Buyers are focused on enhancing infrastructure capacity so demand remains strong for gathering assets, Doug Meier, US energy transactions and deals leader for PwC, told Oil & Gas Journal. The analysis excluded pipeline construction projects.
“Well-positioned buyers have the right deal strategies, integration plans, and controls in place to execute quickly on opportunities while successful sellers are providing a clearer and more transparent picture of their assets in order to minimize transaction timing,” Meier said.
The most active shale plays for M&A with values greater than $50 million during this year’s second quarter included the Eagle Ford in South Texas with three transactions contributing $1.5 billion total, the Marcellus with three deals totaling $416 million, and the Bakken formation in North Dakota with two deals totaling $910 million.

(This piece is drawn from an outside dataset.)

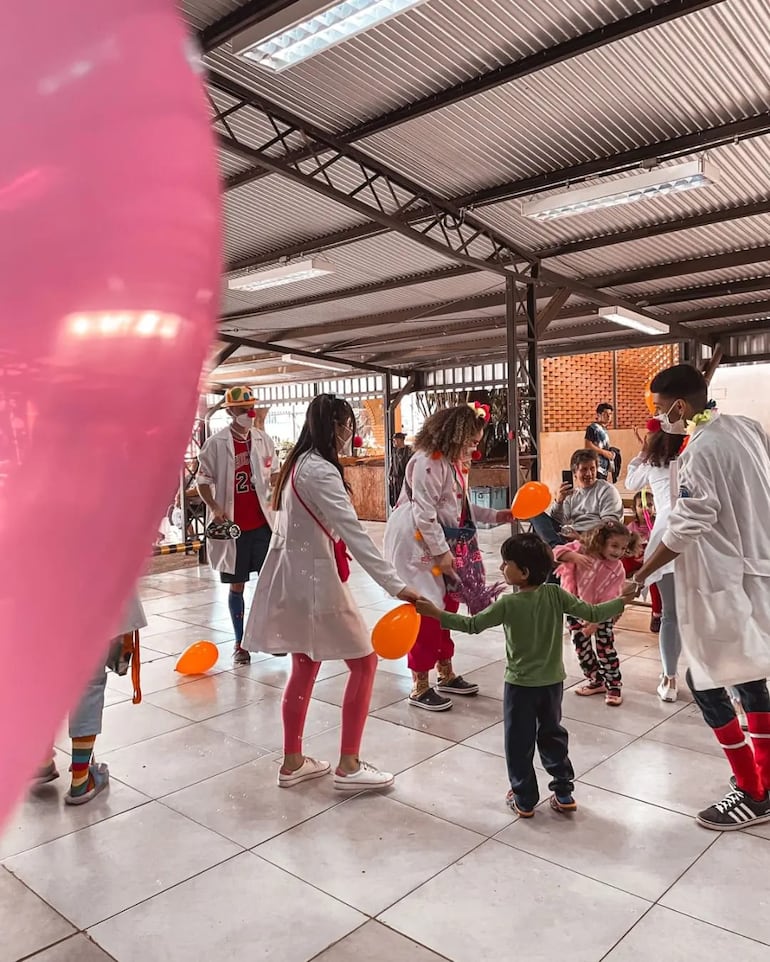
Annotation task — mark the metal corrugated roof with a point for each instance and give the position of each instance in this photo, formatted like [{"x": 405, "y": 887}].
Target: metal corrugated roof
[{"x": 420, "y": 52}]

The Utica shale experienced no deal activity for the first time in 7 quarters, PwC said, noting that was not a significant change from the play’s historical trend. For transactions worth more than $50 million, the play has averaged one deal during the last 6 quarters, including the 2013 second quarter. Two deals were announced during this year’s first quarter.
PwC noted master limited partnerships (MLPs) were involved in seven oil and gas transactions, representing 18% of deal activity for overall second-quarter 2013 US oil and gas transactions. Additionally, in the first half of the year, MLPs participated in 17 deals, or 21% of total deal activity.
MLPs help satisfy certain investors’ thirst for yield, said PwC, which expects accelerating deal activity in by upstream MLPs because these companies wish to supplement depleting assets.
Foreign buyers accounted for no announced deals worth more than $50 million during the second quarter, which was a significant change from previous quarters. Four announced shale deals involved foreign acquirers during the first quarter, PwC said.
“Strategically, foreign buyers remain interested in US oil and gas assets,” Meier said, adding he expects buyers from outside the US will continue to be active players in US oil and gas.
PwC’s M&A analysis is a quarterly report of announced US transactions with value greater than $50 million analyzed by PwC researchers using transaction data from IHS Herold.